Aujourd’hui, il fait partie des Américains qui contribuent à faire sortir Joseph Bologne de l’oubli. Encouragé par des partenaires, il a monté une pièce, « The Chevalier », basée sur l’œuvre et la vie du musicien et ses discussions avec Marie-Antoinette et Mozart. Celle-ci est ponctuée de morceaux du compositeur joués par un violoniste et un orchestre. Remarquée par le New York Times, elle a été montrée pour la première fois dans la Grosse Pomme fin janvier.
Il n’est pas le seul : une simple recherche Google permet de voir que les œuvres de Joseph Bologne sont jouées régulièrement à travers les États-Unis. Il y a deux ans, le compositeur a également fait l’objet d’un biopic (assez médiocre d’ailleurs), « Chevalier », distribué par Searchlight, avec Kelvin Harrison Jr (« It Comes at Night », « Elvis »…) dans le rôle de l’artiste.
Fondateur de l’Institut pour la Diversité des Compositeurs, un centre rattaché à l’université State University of New York (SUNY), Rob Deemer traque la fréquence à laquelle les œuvres de compositeurs et de compositrices non-blancs sont joués par des orchestres américains. Pendant la saison 2021-2022, il a recensé vingt concerts présentant le travail du Français contre « zéro » en 2019. 2023-2024 promet d’être un cru comparable. « Cela ne paraît pas beaucoup, mais c’est un bond gigantesque quand on pense qu’il y a encore cinq ans, son travail n’était pas du tout présent aux États-Unis », raconte l’Américain.
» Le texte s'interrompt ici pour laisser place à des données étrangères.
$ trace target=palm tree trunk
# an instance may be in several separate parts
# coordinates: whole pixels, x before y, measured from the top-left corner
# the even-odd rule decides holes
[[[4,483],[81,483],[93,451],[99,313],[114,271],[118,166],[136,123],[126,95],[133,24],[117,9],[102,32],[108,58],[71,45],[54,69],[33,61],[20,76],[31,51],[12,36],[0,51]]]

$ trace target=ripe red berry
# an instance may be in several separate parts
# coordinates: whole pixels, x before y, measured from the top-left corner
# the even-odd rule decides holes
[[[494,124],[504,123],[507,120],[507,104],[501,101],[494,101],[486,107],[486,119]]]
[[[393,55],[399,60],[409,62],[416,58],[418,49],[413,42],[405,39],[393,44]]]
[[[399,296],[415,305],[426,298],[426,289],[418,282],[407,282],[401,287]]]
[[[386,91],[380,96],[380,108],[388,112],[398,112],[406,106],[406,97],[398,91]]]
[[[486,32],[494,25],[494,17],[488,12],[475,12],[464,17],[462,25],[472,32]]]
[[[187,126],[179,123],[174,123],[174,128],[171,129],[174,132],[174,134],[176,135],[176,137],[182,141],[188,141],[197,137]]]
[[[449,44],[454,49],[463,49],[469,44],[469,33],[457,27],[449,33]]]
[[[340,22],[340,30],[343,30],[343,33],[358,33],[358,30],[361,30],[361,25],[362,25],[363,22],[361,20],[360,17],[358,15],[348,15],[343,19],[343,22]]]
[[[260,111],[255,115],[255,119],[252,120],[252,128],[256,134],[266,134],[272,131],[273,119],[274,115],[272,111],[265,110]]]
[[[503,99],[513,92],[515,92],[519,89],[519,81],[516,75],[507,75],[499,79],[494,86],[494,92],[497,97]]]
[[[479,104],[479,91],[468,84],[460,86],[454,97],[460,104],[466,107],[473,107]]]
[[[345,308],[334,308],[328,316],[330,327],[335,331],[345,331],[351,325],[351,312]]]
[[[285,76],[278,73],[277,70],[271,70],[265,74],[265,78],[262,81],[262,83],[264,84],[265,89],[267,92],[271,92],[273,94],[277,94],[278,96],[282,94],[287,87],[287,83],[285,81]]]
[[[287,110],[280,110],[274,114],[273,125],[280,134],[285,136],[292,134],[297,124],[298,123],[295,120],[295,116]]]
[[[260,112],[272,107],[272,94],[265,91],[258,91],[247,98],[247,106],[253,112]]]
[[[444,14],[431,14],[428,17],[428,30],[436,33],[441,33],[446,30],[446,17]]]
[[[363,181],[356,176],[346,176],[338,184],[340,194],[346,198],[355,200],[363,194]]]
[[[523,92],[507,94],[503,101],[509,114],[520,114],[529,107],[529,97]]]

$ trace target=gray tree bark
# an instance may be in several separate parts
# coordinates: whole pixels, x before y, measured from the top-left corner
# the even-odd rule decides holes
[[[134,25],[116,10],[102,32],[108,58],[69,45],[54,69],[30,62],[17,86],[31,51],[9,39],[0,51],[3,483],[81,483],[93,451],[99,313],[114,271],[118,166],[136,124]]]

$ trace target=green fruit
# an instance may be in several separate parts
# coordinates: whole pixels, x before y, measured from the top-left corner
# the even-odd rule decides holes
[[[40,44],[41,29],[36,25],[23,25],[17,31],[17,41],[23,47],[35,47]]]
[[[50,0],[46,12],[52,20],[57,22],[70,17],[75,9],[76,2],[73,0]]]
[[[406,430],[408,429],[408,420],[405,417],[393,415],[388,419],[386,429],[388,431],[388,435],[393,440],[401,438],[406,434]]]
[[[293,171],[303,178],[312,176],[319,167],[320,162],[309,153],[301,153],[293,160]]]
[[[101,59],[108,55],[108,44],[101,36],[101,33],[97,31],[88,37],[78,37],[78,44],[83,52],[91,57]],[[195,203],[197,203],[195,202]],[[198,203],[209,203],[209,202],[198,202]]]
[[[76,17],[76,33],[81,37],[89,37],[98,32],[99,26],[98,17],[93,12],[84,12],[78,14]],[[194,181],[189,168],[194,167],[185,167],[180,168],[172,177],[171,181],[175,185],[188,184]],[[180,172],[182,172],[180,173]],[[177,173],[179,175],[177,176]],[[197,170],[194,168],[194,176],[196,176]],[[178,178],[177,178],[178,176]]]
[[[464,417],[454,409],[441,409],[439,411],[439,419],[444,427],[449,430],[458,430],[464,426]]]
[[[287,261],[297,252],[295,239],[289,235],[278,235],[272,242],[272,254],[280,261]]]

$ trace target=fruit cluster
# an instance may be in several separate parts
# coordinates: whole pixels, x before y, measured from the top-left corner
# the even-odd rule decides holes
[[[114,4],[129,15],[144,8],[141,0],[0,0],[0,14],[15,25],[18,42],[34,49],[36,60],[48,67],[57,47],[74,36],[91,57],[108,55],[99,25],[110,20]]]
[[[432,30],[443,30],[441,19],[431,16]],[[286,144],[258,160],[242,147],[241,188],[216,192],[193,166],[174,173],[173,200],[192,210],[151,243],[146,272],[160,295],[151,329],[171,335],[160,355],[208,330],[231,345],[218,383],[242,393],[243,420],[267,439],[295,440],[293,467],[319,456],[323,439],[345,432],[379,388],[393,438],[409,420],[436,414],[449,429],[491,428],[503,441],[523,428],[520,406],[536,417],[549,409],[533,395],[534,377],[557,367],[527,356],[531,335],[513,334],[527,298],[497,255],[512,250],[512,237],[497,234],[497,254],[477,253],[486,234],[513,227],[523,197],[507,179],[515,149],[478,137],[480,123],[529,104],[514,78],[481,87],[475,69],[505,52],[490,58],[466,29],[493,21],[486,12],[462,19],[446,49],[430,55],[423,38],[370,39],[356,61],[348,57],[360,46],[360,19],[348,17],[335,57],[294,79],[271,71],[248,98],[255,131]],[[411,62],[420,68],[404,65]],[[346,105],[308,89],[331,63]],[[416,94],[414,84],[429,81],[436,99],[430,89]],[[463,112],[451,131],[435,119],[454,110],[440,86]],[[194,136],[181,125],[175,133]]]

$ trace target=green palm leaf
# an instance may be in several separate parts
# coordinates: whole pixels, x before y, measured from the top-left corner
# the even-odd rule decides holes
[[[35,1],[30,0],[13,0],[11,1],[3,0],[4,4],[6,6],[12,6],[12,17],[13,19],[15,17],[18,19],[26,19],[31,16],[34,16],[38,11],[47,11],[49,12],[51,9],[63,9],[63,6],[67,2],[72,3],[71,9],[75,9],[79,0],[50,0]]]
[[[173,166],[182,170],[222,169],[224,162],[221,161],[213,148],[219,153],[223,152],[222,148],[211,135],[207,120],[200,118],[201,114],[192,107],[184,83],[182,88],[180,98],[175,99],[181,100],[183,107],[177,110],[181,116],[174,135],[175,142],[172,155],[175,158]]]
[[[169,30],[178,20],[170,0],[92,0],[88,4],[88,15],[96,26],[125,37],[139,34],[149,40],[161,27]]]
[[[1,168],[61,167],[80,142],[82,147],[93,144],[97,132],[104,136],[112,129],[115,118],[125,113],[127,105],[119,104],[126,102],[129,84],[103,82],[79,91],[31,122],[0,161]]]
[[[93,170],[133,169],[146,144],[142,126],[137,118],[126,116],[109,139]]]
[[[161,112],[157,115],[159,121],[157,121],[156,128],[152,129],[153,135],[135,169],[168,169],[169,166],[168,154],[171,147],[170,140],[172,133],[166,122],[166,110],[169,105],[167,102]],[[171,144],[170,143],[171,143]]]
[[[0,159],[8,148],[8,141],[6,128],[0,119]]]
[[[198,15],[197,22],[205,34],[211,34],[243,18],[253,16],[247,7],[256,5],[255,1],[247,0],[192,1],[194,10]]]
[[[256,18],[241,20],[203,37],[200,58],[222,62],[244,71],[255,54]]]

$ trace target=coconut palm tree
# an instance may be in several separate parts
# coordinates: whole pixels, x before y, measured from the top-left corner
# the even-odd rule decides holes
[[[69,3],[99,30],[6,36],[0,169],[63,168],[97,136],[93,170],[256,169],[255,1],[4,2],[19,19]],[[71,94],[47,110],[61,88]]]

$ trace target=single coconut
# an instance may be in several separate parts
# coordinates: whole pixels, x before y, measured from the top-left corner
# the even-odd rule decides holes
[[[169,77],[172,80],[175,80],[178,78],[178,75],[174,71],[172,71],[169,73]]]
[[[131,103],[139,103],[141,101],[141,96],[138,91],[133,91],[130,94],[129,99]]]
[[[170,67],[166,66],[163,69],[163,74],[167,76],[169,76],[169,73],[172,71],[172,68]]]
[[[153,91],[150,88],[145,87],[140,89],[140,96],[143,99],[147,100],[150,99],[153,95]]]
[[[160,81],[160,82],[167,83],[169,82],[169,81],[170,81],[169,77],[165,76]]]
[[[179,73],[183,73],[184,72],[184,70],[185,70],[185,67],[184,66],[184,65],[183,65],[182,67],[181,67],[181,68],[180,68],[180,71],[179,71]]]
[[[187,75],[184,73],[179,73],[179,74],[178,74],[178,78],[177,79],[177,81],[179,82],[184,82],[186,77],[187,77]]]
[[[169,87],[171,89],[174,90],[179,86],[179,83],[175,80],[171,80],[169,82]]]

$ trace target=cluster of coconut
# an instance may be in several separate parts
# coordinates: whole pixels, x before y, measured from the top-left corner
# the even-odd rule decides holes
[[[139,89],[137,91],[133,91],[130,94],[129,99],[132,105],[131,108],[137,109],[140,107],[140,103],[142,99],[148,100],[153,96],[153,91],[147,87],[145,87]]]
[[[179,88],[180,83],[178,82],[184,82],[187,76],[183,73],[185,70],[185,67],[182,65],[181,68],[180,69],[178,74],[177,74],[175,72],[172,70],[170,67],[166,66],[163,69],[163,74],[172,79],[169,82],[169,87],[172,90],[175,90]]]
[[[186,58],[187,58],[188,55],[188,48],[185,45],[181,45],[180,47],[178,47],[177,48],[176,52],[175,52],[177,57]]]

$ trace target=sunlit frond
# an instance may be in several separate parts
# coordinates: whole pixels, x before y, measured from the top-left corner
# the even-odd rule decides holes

Pour le chercheur, plusieurs facteurs expliquent ce regain d’intérêt. Les mouvements sociaux comme Black Lives Matter (BLM) et #MeToo ont créé une prise de conscience autour de la représentation des populations marginalisées dans différentes sphères de la société américaine, y compris la musique classique, milieu largement blanc et masculin. Une évolution qui favorise la mise en avant de compositeurs issus de « groupes sous-représentés ». Autre facteur contributif : les orchestres se sont féminisés et progressivement ouverts aux musiciens non-blancs ces dix dernières années.
« Le meurtre de George Floyd pendant la pandémie a accéléré ces tendances, qui avaient démarré des années plus tôt. Soudain, les orchestres se sont bousculés pour présenter des compositions de femmes ou de personnes de couleur ! Ils ont compris qu’il était possible d’attirer le public sans recourir aux canons de la musique classique. C’est pour cela que la tendance n’est pas retombée », poursuit Rob Deemer.
Joseph Bologne n’est pas le seul à profiter de cet élan. Compositrice noire née en Arkansas dans les années 1880, Florence Price fait aussi l’objet d’une véritable renaissance au pays de l’Oncle Sam. Il y en a beaucoup d’autres.
Pour Bill Barclay, le parcours du chevalier de Saint-George est pertinent à plus d’un titre aux yeux des Américains. En plus d’assouvir leur « voyeurisme » pour les monarques et la Révolution française, les turbulences de la période et le combat du Guadeloupéen contre les inégalités raciales font écho à la situation actuelle aux États-Unis. Il voudrait présenter sa pièce musicale en France, mais a reçu un accueil pour le moins frileux. « Un directeur d’orchestre m’a dit sans détour qu’il ne voulait pas recevoir de leçons raciales de la part des Américains, regrette-t-il. Or, ce n’est pas notre intention. Nous voulons célébrer une histoire française ».